友を救え
その瞬間、渾身のドロップキックがヴォルグの左脇腹にクリーンヒットし、お楽しみの時間を妨害する。
それをやったのは、あいつらの部下のスケルトン1号。さっき躊躇ってた奴だけど、あいつの意思でやったわけじゃない。私が憑依して、体を操ったの。幽霊だからできる戦法だよ。

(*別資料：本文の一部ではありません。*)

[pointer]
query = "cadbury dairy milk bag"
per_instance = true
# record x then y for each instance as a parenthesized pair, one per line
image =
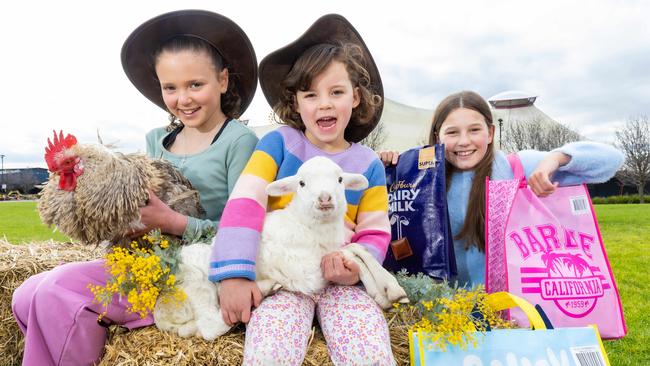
(417, 199)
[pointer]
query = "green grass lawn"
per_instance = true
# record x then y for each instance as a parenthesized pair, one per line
(20, 223)
(626, 234)
(625, 230)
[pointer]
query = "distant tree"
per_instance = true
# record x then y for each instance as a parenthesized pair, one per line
(376, 139)
(536, 135)
(634, 141)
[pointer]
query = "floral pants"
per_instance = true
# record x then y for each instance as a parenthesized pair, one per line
(354, 327)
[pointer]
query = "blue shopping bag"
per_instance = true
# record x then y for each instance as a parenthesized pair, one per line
(417, 199)
(581, 346)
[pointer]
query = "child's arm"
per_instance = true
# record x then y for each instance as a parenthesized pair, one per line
(235, 246)
(574, 163)
(372, 228)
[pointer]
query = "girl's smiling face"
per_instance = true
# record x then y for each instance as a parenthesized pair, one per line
(466, 136)
(192, 87)
(326, 107)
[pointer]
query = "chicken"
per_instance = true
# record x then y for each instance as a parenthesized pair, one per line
(94, 194)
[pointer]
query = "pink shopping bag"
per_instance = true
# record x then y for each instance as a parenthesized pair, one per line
(550, 252)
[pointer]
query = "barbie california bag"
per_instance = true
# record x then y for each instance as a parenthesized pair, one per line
(417, 199)
(549, 251)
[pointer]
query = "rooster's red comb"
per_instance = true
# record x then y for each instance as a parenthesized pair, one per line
(60, 143)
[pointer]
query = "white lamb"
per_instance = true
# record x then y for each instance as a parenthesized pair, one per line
(293, 241)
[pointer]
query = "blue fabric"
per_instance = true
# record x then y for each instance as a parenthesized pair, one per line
(418, 213)
(591, 162)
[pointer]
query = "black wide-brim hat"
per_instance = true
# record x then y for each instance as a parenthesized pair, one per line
(222, 33)
(330, 29)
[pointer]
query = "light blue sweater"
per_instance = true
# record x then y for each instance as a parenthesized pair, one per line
(591, 162)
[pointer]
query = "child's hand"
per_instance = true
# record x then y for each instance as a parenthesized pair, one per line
(540, 179)
(388, 157)
(156, 214)
(337, 269)
(236, 297)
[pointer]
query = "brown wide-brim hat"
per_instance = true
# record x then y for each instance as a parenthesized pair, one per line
(332, 29)
(222, 33)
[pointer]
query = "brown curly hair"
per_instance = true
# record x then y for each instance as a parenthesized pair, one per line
(314, 61)
(230, 100)
(473, 231)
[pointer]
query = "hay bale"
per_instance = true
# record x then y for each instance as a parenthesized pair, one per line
(145, 346)
(150, 346)
(17, 263)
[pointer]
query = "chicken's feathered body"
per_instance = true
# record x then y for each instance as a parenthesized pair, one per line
(104, 204)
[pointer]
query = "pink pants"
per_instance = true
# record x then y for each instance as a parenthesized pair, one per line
(354, 327)
(56, 313)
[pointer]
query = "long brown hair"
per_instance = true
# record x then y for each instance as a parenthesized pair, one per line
(230, 100)
(309, 65)
(473, 231)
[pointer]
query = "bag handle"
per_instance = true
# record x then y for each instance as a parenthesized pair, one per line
(517, 169)
(505, 300)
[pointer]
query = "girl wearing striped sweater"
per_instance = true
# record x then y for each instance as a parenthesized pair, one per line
(326, 89)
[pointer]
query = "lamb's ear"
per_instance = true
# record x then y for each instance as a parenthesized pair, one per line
(283, 186)
(355, 182)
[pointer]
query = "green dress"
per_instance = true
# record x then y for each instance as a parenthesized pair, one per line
(213, 171)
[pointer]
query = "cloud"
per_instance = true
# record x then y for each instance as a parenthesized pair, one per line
(586, 61)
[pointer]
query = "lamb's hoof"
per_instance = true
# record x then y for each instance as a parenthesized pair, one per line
(210, 332)
(396, 294)
(187, 330)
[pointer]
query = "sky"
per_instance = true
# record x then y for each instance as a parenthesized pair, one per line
(587, 61)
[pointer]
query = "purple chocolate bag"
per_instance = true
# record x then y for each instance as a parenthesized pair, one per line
(421, 234)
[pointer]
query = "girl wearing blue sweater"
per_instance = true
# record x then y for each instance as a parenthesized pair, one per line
(463, 123)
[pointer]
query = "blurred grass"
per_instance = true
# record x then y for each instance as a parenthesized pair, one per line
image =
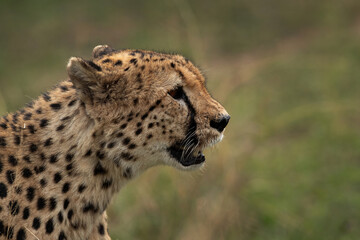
(288, 74)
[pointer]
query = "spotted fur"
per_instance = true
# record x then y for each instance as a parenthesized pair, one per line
(65, 155)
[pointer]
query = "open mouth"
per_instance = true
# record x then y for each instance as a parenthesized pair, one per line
(186, 157)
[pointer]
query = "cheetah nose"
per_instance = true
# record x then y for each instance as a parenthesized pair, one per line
(220, 123)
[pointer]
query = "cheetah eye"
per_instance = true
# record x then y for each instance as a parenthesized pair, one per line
(177, 93)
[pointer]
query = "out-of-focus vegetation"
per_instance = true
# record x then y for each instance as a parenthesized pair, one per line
(288, 72)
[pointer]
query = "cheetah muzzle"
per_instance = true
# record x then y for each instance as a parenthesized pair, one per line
(64, 156)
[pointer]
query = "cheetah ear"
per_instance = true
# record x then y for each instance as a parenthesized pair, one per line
(84, 75)
(102, 50)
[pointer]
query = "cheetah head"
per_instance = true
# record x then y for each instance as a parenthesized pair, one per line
(152, 108)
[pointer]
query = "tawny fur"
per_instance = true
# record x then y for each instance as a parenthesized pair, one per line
(65, 155)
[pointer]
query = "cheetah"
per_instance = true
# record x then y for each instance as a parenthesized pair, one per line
(64, 155)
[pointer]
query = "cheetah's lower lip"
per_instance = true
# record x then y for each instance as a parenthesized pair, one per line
(177, 153)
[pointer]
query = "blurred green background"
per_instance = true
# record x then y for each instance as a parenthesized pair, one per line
(288, 72)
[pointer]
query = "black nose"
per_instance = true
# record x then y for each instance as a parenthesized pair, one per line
(220, 123)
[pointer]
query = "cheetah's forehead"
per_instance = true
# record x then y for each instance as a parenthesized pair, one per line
(139, 59)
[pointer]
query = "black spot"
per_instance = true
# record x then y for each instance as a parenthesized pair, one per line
(33, 148)
(118, 63)
(111, 145)
(81, 188)
(12, 160)
(44, 122)
(101, 229)
(132, 146)
(136, 101)
(127, 173)
(2, 142)
(55, 106)
(88, 153)
(39, 169)
(14, 207)
(72, 103)
(18, 189)
(144, 116)
(106, 184)
(126, 141)
(21, 235)
(70, 214)
(9, 232)
(52, 205)
(53, 158)
(26, 173)
(65, 118)
(60, 217)
(126, 156)
(48, 142)
(46, 97)
(26, 158)
(62, 236)
(89, 207)
(100, 155)
(69, 167)
(30, 194)
(49, 226)
(64, 88)
(43, 182)
(36, 223)
(17, 140)
(26, 213)
(57, 177)
(41, 203)
(66, 203)
(138, 131)
(66, 187)
(95, 66)
(27, 116)
(69, 157)
(99, 169)
(61, 127)
(10, 176)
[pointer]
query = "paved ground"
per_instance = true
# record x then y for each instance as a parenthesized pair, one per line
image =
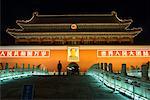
(60, 87)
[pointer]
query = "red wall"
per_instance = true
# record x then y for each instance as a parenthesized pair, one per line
(86, 59)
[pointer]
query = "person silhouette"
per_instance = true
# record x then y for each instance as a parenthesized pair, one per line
(59, 67)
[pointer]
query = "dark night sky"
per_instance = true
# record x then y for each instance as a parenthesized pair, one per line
(138, 10)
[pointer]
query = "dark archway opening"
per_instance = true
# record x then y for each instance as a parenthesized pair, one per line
(73, 69)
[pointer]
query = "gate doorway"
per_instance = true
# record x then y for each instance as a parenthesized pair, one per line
(73, 69)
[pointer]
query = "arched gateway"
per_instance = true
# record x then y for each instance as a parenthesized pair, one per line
(73, 69)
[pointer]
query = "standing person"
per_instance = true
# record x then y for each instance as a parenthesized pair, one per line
(59, 67)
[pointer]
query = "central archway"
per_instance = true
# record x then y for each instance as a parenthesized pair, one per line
(73, 69)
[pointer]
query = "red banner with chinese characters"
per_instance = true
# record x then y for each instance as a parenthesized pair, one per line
(24, 53)
(123, 53)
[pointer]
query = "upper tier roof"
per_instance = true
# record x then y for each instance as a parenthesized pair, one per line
(74, 18)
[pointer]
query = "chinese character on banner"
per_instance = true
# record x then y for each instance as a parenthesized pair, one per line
(123, 53)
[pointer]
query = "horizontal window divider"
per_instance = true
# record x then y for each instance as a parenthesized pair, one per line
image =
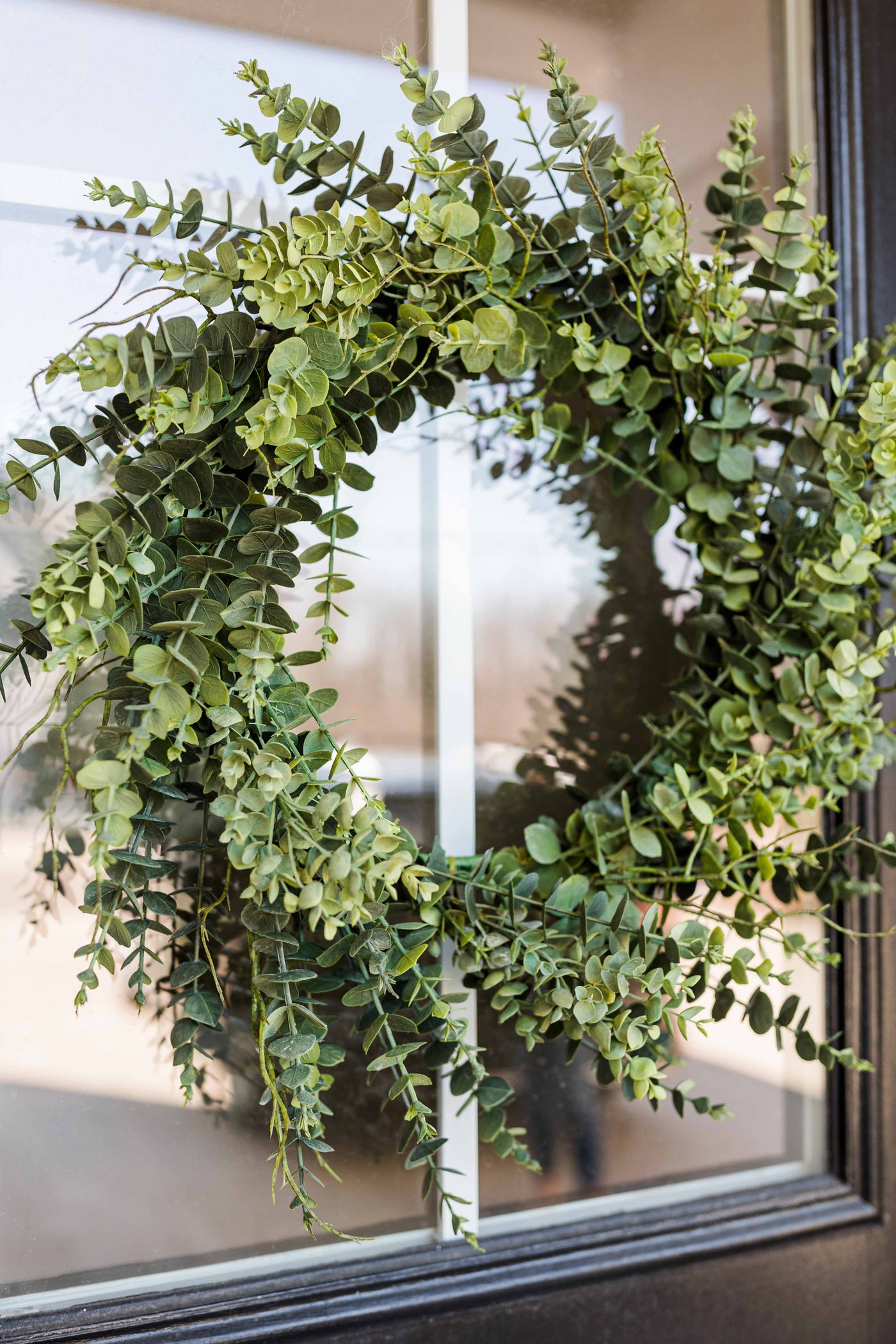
(346, 1296)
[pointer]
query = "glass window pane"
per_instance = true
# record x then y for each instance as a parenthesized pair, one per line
(680, 66)
(577, 609)
(575, 621)
(152, 112)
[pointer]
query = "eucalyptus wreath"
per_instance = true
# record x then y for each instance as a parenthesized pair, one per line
(600, 337)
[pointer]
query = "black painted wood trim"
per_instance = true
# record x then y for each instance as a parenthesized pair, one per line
(297, 1306)
(832, 1226)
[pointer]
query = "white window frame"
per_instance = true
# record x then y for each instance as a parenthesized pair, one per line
(39, 195)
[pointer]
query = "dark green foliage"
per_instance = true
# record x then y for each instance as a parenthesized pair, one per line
(695, 388)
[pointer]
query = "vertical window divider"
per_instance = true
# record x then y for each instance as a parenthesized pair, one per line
(456, 724)
(456, 737)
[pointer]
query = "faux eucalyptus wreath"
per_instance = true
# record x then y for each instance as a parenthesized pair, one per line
(595, 337)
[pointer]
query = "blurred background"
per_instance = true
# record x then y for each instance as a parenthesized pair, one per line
(573, 612)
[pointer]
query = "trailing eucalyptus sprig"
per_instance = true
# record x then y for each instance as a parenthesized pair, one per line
(600, 339)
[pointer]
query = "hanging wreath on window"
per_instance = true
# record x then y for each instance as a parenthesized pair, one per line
(664, 901)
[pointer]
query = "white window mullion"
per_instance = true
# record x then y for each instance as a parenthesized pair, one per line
(456, 764)
(456, 729)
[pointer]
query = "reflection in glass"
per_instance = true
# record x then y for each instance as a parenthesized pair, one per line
(96, 1143)
(652, 62)
(575, 621)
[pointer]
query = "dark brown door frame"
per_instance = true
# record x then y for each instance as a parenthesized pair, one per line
(809, 1261)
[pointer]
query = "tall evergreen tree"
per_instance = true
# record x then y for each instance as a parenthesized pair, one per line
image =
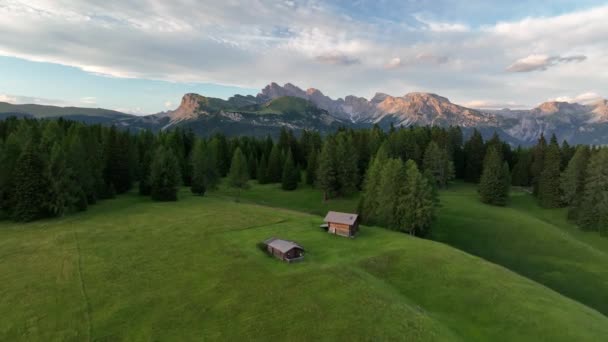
(416, 206)
(197, 185)
(594, 209)
(538, 163)
(494, 183)
(390, 186)
(312, 166)
(572, 181)
(262, 170)
(548, 184)
(164, 175)
(31, 186)
(521, 170)
(291, 174)
(117, 174)
(474, 152)
(438, 163)
(238, 176)
(567, 152)
(347, 168)
(275, 165)
(65, 192)
(11, 152)
(369, 200)
(327, 173)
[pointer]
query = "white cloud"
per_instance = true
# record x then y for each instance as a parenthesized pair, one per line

「な!? スケルトン1号! てめぇ、相棒に何しやが……!」
「……召喚。前鬼・後鬼」
そんな悠長なことを言ってる間にコウメイの詠唱が終わり、お札から現れた赤鬼と青鬼がオーグを力任せにぶん殴る。
一方で、起き上がったヴォルグは、
「いつつ……てめぇ、俺の楽しみを邪魔しやがって……この骨がぁっ!」
って、怒鳴って、怒りのこもった殺人パンチをスケルトン1号の顔面に叩き込むけど、その頃にはとっくに別の体に乗り換えてる。
「がはっ! ヴォ、ヴォルグさん……痛いっす……」
「な!? どういうことだ? さっきのあいつとはまるで違う……いったいどうなってやがんだ!?」
混乱するヴォルグ。さて問題です。私はどこにいるでしょうか? そーれーはー……
「……ブーブーワオワオうるさいなー。ここはサファリパークか何か?」
「霞? てめぇ、まだ自分の立場がわかってねぇのか? あんまり調子に乗ってると、その首、食いちぎっぞ?」
「立場がわかってないのはあんたらの方でしょ? 私の大事な友達を、寄ってたかって袋叩きにして。覚悟はできてるんでしょうね?」
そ。正解は霞の中でしたー。この一言で頭の悪いあいつらも、ようやく状況を理解したみたい。
「て、てめぇ……いったい何者だ!?」
そう聞いてくるヴォルグに対して、私は霞に憑依したままニンマリと笑い、指をポキポキと鳴らした。
「あんたらなんかに名乗る名前なんてないよ。そういう訳だから、とりあえずぅ………くたばれ! アホ共ーっ!」
そう言った後、私とコウメイは霞の体と式神を使って、不良共を1人残らずボコボコにした。